The tiger (Panthera tigris) is the biggest and one of the most endangered large cats. It is estimated that 3,000 to 3,900 tigers remain in the wild, and populations continue to decline. About 2 million years ago, a smaller, tigerlike cat (Panthera palaeosinensis) lived in China and Java.
Just 100 years ago, large numbers of tigers lived across Asia, from Turkey to the eastern coast of Russia. That range has shrunk by 93 per cent. Nine subspecies of tigers once roamed the forests of Asia. Now there are only six. Bali, Javan and Caspian tigers were driven to extinction in the past 50 years.

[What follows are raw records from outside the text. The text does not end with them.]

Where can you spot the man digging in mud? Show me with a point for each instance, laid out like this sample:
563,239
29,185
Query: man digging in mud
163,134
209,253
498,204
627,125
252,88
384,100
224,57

Tiger subspecies include Bengal (Indian), Amur (Siberian, Manchurian, Ussurian and Northeast China tigers), Indochina, South China (Amoy and Chinese), Malayan and Sumatran. Most tigers have more than 100 stripes. The stripes are like fingerprints, and no two tigers have the same pattern. Tigers can run at speeds of up to 50 mph (but not for very long). A group of tigers is very unusual, but when seen together, a group is called a “streak” or an “ambush.” The tiger is built for strength, with a long, muscular body and thick legs. The front legs are a bit shorter than the hind legs, and the shoulder blades are pronounced. Tigers from the south have short, thick hair, while the northern tiger has a longer coat. Colors range from deep orange and tawny to pale yellow. The rare white tiger is a variation of the Bengal tiger.
In a word
The word “tiger” is from the Greek word “tigris,” which may have a Persian source. Tigris means “arrow,” a possible reference to the cat’s speed. Tigers usually hunt alone, patiently stalking ungulates (hoofed animals) such as deer, water buffalo and cattle. Monkeys, birds, rabbits and a variety of other creatures (very rarely people) also can be on the menu. A 70 mile2 (112.65 km2) area with abundant prey could support seven female and two male tigers.On average, a tiger makes a large kill every eight days, eating about 50 prey animals a year.